Я не успел еще получить ответа на мое прошение, как в Ленинград по делам Академии Наук приехал один крупный коммунист Воронов; он захотел повидать меня и осмотреть лабораторию, которую я устроил у себя на квартире, в здании Академии Наук.Так как в это время в Ленинграде был мой бывший заместитель по НТО, Л. К. Мартенс, хороший мой приятель, то я пригласил их обоих, после осмотра лаборатории, к себе пообедать. Во время обеда жена сына, Нина Николаевна, бывшая артистка Художественного Театра (в Москве), разговорилась с Вороновым; они нашли общих знакомых по театру и в разговоре она поведала ему свое горе, разлуку на целый год со своим муже. Под конец вечера сам Воронов обратился ко мне и сказал, что он поможет Нине Николаевне выхлопотать разрешение выехать заграницу. На прощание он сказал ей: «укладывайте завтра чемоданы, я Вам в 12 часов позвоню». И действительно, ровно в полдень на другой день Воронов по телефону сообщил Н. Н., чтобы она пошла в ГПУ получить заграничный паспорт. Через несколько дней она с дочкой в международном вагоне уехала в Берлин.
Перед самым моим возвращением в Москву Фрейтаг поставил меня в известность, что И. Г. проделало ряд опытов по окислению фосфора водой под давлением по моему способу и что их опыты вполне подтвердили наши результаты. Мне было очень приятно узнать, что этот вопрос очень интересует И. Г. и что опыты произведенные в большем масштабе дали также хорошие результаты. Но это сообщение мне указало, что д-р Каро передал результаты наших опытов И. Г. и что он, повидимому, хочет продать патенты этой компании. Но так как патенты относительно этого процесса были уже в марте этого года заявлены, то приоритет оставался за мною и это обстоятельство не могло вызывать у меня каких-либо опасений.
Берлинское Торгпредство все время было в контакте со мной и очень часто обращалось ко мне за советом по поводу различных технических вопросов. В особенности меня призывали для оценки различных изобретений, касающихся удушающих газов и противогазов. При берлинском Торгпредстве был специальный военный агент для военной химии. Его фамилии я не могу припомнить; это был молодой человек, лет 30-ти, небольшого роста с проницательными глазами. Он окончил химическую школу, был партийным и серьезно относился к возложенным на него обязанностям; я его знал еще в Москве по Химическому Комитету и тогда оценил его, как хорошего работника; в Берлине он был в полном контакте со мною.

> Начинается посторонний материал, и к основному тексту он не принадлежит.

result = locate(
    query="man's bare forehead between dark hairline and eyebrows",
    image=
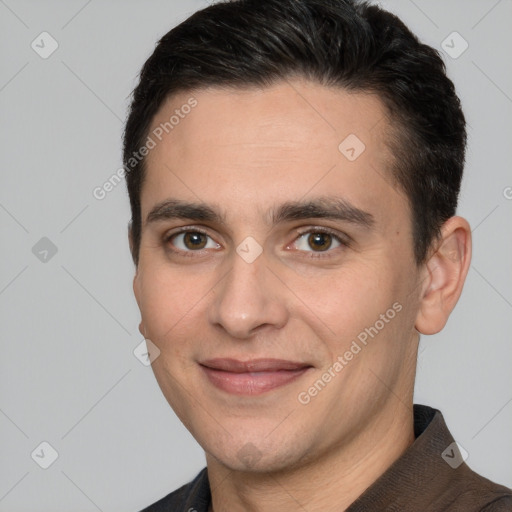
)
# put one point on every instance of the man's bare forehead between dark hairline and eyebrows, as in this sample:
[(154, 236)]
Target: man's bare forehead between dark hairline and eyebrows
[(261, 145)]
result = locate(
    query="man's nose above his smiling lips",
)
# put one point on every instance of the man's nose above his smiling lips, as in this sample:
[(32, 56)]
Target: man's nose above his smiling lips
[(248, 300)]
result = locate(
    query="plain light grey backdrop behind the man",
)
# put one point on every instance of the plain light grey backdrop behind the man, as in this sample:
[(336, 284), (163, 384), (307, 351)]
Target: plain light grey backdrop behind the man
[(68, 375)]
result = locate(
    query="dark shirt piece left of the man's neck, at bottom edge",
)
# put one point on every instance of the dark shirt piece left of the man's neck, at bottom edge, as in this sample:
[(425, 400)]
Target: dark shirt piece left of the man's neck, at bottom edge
[(192, 496)]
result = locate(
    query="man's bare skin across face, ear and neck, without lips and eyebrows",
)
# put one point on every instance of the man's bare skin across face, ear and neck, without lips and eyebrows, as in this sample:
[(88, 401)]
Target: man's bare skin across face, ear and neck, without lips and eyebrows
[(244, 153)]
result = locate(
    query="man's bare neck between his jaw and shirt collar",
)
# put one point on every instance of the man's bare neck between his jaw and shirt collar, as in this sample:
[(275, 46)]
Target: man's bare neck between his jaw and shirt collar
[(330, 482)]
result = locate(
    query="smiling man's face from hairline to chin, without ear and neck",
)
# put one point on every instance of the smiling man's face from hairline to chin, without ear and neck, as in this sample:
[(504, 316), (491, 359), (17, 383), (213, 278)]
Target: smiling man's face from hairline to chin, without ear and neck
[(269, 253)]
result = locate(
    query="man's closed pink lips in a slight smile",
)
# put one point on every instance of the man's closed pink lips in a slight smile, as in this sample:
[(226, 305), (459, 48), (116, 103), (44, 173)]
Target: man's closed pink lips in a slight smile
[(252, 377)]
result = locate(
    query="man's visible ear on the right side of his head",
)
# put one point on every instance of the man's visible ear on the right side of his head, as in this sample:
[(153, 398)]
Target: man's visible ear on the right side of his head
[(444, 274)]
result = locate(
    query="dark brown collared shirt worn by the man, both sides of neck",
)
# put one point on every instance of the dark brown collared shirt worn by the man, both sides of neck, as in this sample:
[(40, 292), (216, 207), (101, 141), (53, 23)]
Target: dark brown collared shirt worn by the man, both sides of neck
[(429, 477)]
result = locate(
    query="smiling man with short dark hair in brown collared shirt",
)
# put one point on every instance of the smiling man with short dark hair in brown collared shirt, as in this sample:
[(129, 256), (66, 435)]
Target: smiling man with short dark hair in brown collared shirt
[(293, 169)]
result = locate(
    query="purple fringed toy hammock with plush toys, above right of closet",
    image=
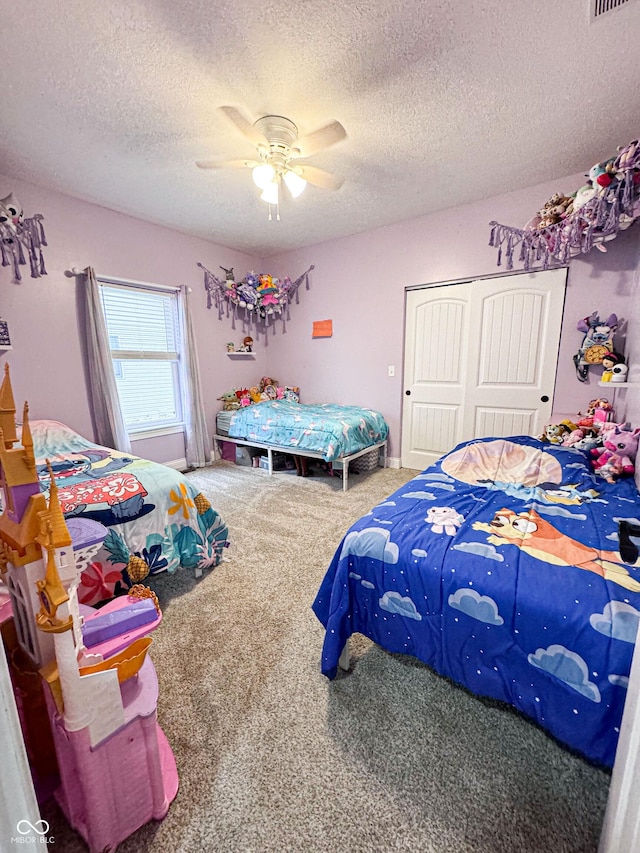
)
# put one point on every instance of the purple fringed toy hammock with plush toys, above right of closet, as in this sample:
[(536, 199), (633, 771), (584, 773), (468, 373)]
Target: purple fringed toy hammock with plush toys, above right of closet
[(572, 225)]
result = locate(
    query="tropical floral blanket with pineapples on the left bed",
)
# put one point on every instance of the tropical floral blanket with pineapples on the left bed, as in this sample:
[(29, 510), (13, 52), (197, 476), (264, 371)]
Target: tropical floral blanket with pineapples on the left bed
[(152, 512)]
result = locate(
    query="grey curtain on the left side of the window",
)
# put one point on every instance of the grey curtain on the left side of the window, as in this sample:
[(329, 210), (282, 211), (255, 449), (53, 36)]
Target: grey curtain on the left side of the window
[(103, 394)]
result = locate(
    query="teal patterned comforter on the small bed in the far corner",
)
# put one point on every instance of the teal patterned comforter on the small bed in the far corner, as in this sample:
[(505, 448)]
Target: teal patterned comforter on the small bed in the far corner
[(326, 428)]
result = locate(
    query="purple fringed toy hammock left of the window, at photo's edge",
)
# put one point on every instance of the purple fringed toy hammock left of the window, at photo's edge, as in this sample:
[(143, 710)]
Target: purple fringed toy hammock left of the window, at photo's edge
[(19, 235)]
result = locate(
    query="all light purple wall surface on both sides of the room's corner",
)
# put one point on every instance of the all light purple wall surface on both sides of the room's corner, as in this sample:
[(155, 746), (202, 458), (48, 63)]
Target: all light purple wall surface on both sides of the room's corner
[(358, 282)]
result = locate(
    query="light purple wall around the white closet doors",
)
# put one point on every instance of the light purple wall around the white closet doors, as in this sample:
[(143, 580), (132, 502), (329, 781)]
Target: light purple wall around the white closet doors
[(359, 283)]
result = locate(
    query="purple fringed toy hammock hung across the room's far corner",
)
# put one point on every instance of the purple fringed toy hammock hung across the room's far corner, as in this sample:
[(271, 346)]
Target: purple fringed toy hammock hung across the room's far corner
[(253, 304)]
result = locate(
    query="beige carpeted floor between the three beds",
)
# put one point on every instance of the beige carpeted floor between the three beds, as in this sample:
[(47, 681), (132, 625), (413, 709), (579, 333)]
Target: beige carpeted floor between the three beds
[(273, 757)]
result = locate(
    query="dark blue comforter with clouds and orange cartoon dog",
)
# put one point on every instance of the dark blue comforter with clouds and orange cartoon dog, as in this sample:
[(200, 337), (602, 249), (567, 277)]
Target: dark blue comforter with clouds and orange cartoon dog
[(500, 567)]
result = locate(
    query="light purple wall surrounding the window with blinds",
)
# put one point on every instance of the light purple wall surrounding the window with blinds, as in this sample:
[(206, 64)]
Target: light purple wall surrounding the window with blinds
[(46, 360)]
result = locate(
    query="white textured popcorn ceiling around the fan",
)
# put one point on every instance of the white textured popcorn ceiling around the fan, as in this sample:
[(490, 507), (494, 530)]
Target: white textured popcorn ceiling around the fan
[(443, 103)]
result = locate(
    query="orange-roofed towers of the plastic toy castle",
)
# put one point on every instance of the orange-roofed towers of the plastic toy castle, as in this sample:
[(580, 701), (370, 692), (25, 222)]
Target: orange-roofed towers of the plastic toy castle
[(22, 561)]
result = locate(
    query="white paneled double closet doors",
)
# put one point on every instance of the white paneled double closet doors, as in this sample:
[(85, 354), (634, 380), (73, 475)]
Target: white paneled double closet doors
[(480, 359)]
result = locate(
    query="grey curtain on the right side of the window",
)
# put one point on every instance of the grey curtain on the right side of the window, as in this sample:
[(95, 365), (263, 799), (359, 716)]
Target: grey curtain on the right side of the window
[(197, 437)]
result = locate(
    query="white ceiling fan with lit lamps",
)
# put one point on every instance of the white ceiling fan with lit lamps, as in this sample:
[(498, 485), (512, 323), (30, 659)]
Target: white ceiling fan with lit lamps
[(279, 151)]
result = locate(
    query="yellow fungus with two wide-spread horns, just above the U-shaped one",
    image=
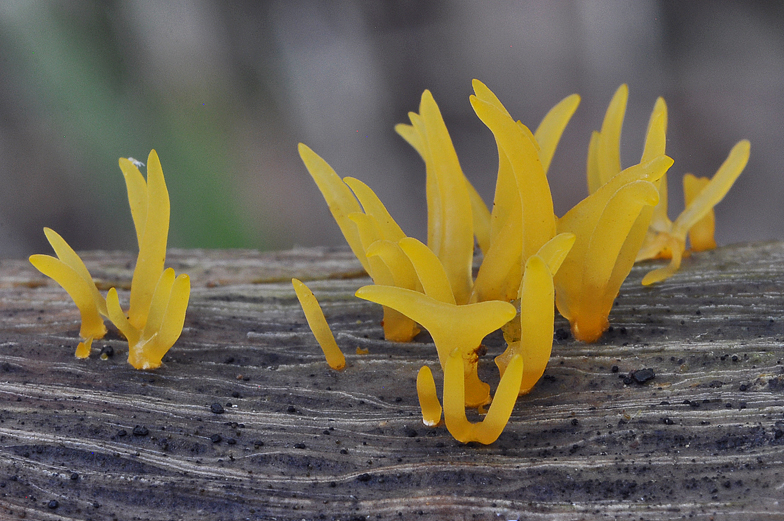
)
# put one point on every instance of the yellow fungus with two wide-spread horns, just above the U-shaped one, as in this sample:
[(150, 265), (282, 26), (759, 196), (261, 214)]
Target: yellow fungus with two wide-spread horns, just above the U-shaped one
[(451, 326)]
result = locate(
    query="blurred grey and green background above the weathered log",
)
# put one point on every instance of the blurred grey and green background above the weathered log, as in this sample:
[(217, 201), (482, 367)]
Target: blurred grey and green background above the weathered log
[(224, 91)]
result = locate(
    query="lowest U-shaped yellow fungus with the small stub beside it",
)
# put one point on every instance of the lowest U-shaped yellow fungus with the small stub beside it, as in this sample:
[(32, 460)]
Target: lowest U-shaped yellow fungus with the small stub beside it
[(489, 429)]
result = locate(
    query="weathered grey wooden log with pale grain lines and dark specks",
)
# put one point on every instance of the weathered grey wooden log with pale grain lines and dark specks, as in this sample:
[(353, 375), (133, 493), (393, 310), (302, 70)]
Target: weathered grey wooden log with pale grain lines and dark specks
[(97, 439)]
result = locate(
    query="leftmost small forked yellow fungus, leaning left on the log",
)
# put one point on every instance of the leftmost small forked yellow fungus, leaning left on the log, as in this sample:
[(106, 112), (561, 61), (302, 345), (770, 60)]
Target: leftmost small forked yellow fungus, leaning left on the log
[(69, 271)]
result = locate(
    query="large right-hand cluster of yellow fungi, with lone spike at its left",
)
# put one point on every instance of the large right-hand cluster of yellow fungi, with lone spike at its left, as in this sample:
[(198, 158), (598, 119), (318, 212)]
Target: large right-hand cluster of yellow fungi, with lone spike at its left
[(532, 261)]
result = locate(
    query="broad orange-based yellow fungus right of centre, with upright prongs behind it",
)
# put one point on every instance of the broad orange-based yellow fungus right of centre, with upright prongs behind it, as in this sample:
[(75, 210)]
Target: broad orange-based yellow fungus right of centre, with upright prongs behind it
[(612, 223)]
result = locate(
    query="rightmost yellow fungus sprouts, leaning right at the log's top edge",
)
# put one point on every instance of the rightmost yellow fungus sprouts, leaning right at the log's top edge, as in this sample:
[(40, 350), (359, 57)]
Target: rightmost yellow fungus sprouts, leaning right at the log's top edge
[(668, 239)]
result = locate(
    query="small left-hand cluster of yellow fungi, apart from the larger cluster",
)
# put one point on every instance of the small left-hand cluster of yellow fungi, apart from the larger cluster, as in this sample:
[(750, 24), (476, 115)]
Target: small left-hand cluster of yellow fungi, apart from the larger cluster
[(158, 299)]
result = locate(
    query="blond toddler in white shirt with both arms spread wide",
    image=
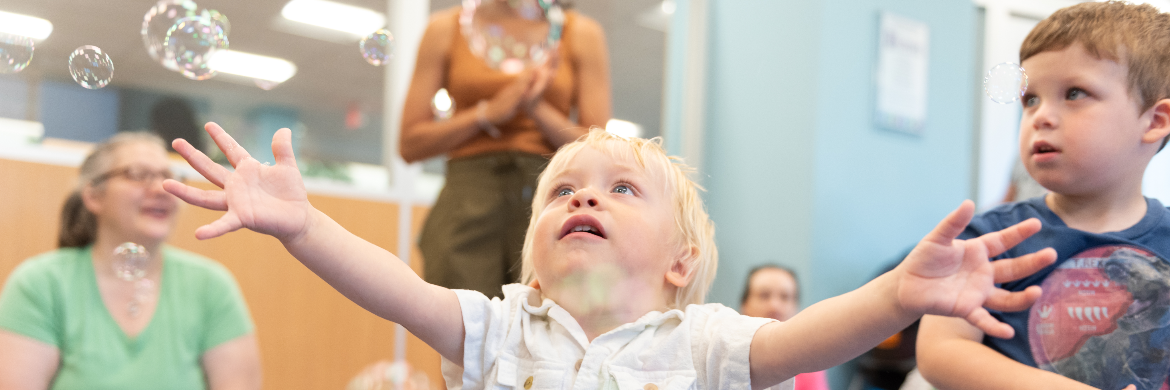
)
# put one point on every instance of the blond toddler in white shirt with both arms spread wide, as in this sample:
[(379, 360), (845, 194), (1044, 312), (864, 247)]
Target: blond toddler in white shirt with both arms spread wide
[(617, 262)]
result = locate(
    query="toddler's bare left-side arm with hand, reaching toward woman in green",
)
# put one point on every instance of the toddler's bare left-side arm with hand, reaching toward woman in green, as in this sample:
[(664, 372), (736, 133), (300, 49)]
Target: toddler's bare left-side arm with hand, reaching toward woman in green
[(273, 201)]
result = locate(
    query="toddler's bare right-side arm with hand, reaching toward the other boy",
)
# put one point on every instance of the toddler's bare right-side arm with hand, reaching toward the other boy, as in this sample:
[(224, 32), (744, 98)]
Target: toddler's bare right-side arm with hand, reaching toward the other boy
[(942, 276)]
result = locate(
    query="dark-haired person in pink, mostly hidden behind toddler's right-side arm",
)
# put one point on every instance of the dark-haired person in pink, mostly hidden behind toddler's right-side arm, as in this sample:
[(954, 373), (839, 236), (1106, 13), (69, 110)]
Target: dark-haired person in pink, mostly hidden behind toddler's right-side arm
[(773, 293)]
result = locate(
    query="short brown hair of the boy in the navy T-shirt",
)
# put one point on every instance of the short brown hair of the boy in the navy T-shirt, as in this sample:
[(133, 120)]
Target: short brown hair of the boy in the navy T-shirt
[(1134, 36)]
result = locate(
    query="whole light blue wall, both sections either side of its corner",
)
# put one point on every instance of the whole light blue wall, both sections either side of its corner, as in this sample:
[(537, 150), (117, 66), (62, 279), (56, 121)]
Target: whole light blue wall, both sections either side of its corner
[(796, 169)]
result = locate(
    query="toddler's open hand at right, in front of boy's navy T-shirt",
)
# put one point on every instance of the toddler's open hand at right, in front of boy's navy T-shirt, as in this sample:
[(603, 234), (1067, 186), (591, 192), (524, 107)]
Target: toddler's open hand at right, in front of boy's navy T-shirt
[(948, 277)]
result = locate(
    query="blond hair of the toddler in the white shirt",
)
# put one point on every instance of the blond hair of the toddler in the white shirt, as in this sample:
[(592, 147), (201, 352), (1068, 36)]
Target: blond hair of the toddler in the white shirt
[(694, 228)]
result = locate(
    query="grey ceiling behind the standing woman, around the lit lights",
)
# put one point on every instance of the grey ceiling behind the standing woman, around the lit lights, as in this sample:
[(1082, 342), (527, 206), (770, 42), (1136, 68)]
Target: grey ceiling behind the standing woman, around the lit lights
[(331, 76)]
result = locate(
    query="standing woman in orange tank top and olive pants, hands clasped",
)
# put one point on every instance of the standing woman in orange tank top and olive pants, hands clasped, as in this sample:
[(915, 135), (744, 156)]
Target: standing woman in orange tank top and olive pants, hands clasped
[(498, 141)]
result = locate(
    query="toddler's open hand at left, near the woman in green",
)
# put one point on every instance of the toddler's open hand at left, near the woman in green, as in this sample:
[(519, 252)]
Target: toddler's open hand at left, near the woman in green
[(263, 199)]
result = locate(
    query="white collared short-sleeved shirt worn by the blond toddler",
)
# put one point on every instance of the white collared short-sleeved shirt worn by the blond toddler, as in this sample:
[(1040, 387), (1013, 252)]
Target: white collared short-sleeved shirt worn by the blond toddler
[(512, 345)]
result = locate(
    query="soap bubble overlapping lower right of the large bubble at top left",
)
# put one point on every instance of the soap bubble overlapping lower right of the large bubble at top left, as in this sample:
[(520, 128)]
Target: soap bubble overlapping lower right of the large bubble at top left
[(191, 43)]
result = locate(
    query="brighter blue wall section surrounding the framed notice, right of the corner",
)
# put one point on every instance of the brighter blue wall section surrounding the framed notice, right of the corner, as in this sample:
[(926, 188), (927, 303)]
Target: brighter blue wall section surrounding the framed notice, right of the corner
[(878, 191)]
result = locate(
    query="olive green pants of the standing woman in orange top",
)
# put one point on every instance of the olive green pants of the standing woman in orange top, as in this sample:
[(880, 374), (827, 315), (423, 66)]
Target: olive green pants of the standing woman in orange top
[(476, 231)]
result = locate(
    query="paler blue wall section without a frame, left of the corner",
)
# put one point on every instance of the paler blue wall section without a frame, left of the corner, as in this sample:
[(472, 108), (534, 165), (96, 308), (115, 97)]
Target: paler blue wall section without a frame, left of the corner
[(761, 121)]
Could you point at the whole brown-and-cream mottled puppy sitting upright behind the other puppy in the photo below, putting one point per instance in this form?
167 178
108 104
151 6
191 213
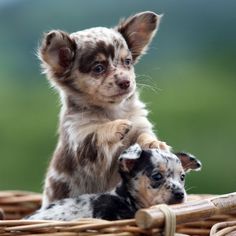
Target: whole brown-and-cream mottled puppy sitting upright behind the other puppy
101 113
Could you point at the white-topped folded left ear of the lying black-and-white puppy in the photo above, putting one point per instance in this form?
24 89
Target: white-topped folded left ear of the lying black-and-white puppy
128 158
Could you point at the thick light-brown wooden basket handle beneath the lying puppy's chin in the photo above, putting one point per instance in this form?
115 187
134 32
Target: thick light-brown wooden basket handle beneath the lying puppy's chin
187 212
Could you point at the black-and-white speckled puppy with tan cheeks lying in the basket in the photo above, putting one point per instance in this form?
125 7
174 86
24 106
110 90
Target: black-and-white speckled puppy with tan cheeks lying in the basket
148 177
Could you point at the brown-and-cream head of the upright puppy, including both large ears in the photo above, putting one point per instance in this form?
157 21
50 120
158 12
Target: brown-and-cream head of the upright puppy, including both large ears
98 63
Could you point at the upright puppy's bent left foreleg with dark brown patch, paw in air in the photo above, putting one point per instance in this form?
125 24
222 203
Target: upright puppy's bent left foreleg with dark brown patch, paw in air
100 143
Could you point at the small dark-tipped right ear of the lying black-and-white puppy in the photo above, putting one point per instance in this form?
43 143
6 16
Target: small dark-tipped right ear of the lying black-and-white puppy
188 161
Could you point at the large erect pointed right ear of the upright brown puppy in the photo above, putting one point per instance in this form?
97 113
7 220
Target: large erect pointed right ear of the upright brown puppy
138 31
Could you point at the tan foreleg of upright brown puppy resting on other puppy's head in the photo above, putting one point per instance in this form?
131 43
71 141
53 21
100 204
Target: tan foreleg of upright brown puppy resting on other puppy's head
147 141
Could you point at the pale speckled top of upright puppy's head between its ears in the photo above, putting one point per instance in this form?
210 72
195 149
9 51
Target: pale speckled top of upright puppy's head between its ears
94 35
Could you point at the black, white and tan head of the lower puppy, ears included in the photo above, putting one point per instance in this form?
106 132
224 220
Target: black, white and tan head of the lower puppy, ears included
155 176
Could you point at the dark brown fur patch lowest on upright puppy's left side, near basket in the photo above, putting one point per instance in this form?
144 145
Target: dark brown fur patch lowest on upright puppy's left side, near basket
59 189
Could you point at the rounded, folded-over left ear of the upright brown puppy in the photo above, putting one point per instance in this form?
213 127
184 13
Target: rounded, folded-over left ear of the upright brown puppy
57 52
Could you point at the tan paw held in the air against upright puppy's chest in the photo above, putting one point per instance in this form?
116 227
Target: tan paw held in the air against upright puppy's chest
121 128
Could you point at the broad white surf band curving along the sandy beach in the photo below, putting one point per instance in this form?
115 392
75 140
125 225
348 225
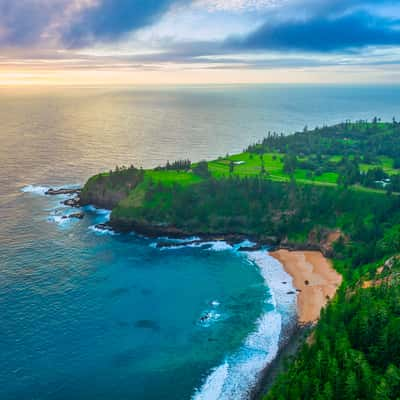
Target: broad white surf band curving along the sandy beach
239 373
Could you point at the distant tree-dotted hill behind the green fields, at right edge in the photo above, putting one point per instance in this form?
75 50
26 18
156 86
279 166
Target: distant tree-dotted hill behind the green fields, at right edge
357 152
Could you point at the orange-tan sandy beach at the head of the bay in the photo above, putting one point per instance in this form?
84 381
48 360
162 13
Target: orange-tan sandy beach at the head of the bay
314 277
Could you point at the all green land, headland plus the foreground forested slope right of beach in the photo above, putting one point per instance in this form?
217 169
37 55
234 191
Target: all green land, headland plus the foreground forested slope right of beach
291 191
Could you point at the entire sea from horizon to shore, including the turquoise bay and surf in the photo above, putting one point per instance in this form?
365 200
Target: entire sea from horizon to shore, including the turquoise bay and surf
89 315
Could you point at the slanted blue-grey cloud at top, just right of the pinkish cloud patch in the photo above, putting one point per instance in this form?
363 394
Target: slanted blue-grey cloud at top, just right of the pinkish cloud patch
108 20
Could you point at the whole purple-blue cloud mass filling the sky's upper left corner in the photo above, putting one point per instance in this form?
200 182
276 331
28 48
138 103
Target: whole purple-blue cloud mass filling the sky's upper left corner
74 23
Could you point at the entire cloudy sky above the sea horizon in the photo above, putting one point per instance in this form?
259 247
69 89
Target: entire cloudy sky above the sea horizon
92 42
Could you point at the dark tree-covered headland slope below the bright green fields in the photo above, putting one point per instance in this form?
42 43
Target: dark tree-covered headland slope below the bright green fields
266 210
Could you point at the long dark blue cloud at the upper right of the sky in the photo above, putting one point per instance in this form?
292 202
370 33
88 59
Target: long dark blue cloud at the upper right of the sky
322 34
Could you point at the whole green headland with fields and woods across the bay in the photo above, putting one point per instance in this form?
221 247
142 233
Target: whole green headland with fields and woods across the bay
267 195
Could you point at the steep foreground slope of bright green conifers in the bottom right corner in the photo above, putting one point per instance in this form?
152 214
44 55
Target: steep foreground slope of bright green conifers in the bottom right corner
354 353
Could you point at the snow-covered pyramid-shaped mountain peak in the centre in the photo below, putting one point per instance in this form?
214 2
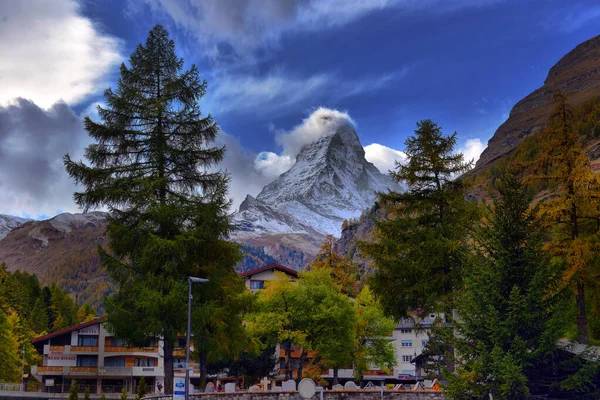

Мне пришлось с ним ездить по Германии и в другие страны для испытания предложенных изобретений. Несомненно, он был идейный коммунист, очень ревностно исполнявший свою работу, которая ему иногда была совсем не под силу, так как он не отличался хорошим здоровьем. У него желудок и легкие были в плохом состоянии, и на моих глазах он слабел с каждым годом, пока, наконец, развившийся туберкулез не свел его в могилу. У меня сохранилось о нем хорошее воспоминание, с такими коммунистами мы, беспартийные, могли продуктивно вести совместную работу.
В течение 1928-1929 года мне пришлось с этим военным агентом два или три раза ездить в Эссен для испытания особой ткани, которая не пропускала ядовитых гавов и потому могла служить для изготовления одежды для армии. Всякая такая поездка требовала особой усиленной работы на месте и зоркого наблюдения за происходящими порою очень опасными опытами, когда нам самим приходилось влезать в особые камеры для испытания костюмов из безопасной ткани или же особых газовых масок. В Эссене сначало были сделаны опыты над мышами, которые были посажены в камеры, обернутые предлагаемой тканью*. Для испытания состояния организмов нам пришлось пригласить особого доктора-физиолога, который делал специальные наблюдения над животными, их вскрывал и исследовал состояние внутренностей, после опыта. Подробное описание этих опытов и наше заключение мы представляли секретно по начальству.
Кроме этой экспертизы мне пришлось принять участие в обследовании изобретения одного голландского инженера, директора фабрики компримированных газов в Амстердаме.